One thing that has not been made clear enough over the last few months is that the withdrawal agreement is merely a framework to help shape Brexit during the transition period, it is not the final deal, with May gone a different approach, perhaps a softer Brexit or revoking A50 are all still possible.
Paul, I read on Twitter (yes I know it’s Twitter!) that the police estimate is 2 million.
AFAIK the Met no longer publish their estimates (although things still “leak”, of course) and the Torygraph (predictably) is reporting the turnout was much lower.
Apologies if this has already been posted or if you have already seen it but I just got home and saw https://www.bbc.co.uk/news/uk-47680979
I was there, but this is extraordinary. If you saw my last post I have to recant - You do get a special view from the streets, but the view from the air is awesome.
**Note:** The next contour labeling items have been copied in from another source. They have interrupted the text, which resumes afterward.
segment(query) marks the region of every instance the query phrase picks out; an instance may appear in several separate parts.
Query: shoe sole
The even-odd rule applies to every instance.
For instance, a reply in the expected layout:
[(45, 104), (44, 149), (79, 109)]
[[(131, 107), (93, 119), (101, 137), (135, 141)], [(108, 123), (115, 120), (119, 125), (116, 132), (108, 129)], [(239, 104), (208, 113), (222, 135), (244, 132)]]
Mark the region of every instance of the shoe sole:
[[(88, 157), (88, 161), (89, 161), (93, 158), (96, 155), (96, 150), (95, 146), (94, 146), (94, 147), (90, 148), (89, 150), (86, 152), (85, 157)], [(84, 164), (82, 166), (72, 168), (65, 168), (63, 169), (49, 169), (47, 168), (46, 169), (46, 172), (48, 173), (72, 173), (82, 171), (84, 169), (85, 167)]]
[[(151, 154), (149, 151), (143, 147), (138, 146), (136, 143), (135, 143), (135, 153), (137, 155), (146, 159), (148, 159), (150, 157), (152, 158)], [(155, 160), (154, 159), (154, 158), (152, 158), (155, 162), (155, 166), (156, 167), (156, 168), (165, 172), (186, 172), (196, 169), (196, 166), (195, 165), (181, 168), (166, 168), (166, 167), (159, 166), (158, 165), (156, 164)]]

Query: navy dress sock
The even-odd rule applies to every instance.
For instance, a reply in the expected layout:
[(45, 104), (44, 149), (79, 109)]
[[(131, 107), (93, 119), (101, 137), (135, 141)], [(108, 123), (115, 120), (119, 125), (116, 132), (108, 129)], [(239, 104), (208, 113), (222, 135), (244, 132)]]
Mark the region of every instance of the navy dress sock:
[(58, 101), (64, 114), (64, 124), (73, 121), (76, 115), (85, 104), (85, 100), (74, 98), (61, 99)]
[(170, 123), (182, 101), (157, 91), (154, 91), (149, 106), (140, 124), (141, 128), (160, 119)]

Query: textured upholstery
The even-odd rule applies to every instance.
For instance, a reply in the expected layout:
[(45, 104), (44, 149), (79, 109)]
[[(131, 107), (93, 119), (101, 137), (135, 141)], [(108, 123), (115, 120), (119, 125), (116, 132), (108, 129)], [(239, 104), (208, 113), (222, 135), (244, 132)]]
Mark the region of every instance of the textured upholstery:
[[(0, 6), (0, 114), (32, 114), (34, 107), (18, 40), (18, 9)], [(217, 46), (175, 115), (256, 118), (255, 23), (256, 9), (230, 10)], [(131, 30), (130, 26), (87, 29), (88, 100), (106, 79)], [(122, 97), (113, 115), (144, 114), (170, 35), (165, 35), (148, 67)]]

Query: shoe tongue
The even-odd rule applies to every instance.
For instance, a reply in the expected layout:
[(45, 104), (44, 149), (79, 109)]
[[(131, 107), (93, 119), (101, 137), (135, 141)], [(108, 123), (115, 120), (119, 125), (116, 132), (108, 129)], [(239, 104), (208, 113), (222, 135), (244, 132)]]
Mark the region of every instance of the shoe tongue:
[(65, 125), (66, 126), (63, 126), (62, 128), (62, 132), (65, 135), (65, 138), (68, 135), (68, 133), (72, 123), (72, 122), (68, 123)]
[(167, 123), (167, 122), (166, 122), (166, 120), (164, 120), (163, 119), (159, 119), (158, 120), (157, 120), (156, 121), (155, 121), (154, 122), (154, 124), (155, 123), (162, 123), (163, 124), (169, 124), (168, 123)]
I have no idea how true this is but crowd analysis experts (apparently there is such a thing) estimate the maximum amount of people to be around 625,000 and considerably less than a million. But still one of the biggest marches in London. Brexit March numbers
2-4 people per square metre sounds fair - I’d worked out a rough guesstimate using 4km for the length of the route and 1000 people in a 20x20m square - with the narrowest parts of the route at about the 20m and the widest 40m giving a very conservative estimate of about 300,000. In fact I think that the crowd density was a lot more than 1000 people in 40m2 in many places.
BUT, that is the “static” capacity of the route which was full from about 1:15 to at least 4:30 and some people said as late as 5:30 so there were possibly up to three “refreshes” of the static capacity as people marched along the streets. That helicopter footage was just a 9 minute snapshot of the march.
In short 2 million is almost certainly OTT but 1 million is really pretty plausible.